Description
Summary:
I had the (obviously now incorrect) assumption that if I used celery_beat
in the celery config dictionary to define my schedule that if I changed it (renamed or removed items) that the database schedule would be synced to the removals.
I don't expect this issue to be fixed -- I'm just documenting it for other people looking for an answer.
- Celery Version: 4.2.1
- Celery-Beat Version: 1.1.1
Exact steps to reproduce the issue:
- Configure
celery_beat
in config - Run beat
- Remove some tasks/add some tasks to
celery_beat
- Rerun beat
Detailed information
I've documented a work around here, creating my own scheduler:
https://stackoverflow.com/q/56047284/2077386
import logging
from django_celery_beat.models import PeriodicTask
from django_celery_beat.models import PeriodicTasks
from django_celery_beat.schedulers import DatabaseScheduler
from django.db import transaction
class DatabaseSchedulerWithCleanup(DatabaseScheduler):
def setup_schedule(self):
schedule = self.app.conf.beat_schedule
with transaction.atomic():
num, info = PeriodicTask.objects.\
exclude(task__startswith='celery.').\
exclude(name__in=schedule.keys()).\
delete()
logging.info("Removed %d obsolete periodic tasks.", num)
if num > 0:
PeriodicTasks.update_changed()
super(DatabaseSchedulerWithCleanup, self).setup_schedule()
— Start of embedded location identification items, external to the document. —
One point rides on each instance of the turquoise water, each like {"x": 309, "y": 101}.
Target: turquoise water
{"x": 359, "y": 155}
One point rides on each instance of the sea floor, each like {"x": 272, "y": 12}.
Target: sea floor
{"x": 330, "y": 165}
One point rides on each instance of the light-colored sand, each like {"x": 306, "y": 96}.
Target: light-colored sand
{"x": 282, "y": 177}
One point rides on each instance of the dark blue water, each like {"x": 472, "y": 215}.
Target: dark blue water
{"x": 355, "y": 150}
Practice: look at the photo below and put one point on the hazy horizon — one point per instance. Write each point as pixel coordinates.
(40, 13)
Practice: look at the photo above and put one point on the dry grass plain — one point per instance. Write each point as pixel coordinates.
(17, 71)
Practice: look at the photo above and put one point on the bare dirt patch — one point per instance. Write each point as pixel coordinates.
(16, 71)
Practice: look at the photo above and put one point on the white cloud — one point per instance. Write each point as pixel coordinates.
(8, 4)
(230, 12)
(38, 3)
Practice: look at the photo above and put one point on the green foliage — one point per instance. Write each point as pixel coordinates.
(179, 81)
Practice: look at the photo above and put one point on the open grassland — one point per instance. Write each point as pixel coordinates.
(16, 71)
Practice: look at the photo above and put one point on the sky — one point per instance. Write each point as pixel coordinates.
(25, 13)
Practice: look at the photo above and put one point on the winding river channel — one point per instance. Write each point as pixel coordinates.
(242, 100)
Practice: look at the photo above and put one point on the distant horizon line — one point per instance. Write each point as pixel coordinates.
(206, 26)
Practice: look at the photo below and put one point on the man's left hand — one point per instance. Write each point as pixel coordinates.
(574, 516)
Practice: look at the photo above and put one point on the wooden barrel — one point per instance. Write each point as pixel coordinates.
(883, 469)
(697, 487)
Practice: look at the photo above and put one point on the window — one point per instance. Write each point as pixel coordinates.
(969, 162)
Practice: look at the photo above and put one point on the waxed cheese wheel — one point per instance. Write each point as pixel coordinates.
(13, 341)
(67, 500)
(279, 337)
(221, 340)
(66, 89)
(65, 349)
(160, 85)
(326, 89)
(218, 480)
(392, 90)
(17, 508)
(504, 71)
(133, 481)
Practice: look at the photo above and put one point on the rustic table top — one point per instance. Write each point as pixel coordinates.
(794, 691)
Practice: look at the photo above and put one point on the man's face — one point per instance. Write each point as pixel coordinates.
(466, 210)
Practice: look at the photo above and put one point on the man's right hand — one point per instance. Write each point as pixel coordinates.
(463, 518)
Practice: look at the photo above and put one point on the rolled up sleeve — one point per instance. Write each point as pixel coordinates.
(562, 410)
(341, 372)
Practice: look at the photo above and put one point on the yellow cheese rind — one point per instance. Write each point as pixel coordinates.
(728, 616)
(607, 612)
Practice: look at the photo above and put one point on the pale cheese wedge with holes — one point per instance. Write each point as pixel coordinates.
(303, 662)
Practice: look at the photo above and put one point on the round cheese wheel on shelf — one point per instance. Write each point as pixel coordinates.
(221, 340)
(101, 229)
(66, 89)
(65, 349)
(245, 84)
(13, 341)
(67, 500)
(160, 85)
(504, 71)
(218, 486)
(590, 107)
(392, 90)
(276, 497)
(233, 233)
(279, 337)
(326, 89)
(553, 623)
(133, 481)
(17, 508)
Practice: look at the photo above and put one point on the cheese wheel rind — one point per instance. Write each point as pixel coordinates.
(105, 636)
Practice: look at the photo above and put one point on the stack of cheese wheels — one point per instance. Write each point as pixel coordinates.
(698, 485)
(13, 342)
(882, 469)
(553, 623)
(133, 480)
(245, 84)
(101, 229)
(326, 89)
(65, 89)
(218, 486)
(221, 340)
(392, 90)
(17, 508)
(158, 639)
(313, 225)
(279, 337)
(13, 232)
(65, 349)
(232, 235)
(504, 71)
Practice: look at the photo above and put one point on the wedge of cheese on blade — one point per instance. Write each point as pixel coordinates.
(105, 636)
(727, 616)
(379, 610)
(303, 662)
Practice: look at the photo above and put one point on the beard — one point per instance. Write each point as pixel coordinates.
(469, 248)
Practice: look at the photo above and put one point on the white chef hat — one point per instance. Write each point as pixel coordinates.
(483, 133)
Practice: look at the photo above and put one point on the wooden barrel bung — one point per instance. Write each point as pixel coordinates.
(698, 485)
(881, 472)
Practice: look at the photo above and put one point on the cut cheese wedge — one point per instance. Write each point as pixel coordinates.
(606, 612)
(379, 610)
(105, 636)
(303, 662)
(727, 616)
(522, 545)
I'm posting it here for anyone else to use -- and in case you want to add it to the project.
This scheduler assumes you are using celery_beat
in your celery config exclusively to define your schedule as it would wipe out any tasks not included in there. It could theoretically wipe out tasks from other apps (see above I whitelist celery.*).
So.... I don't think it's actually a great candidate for the project.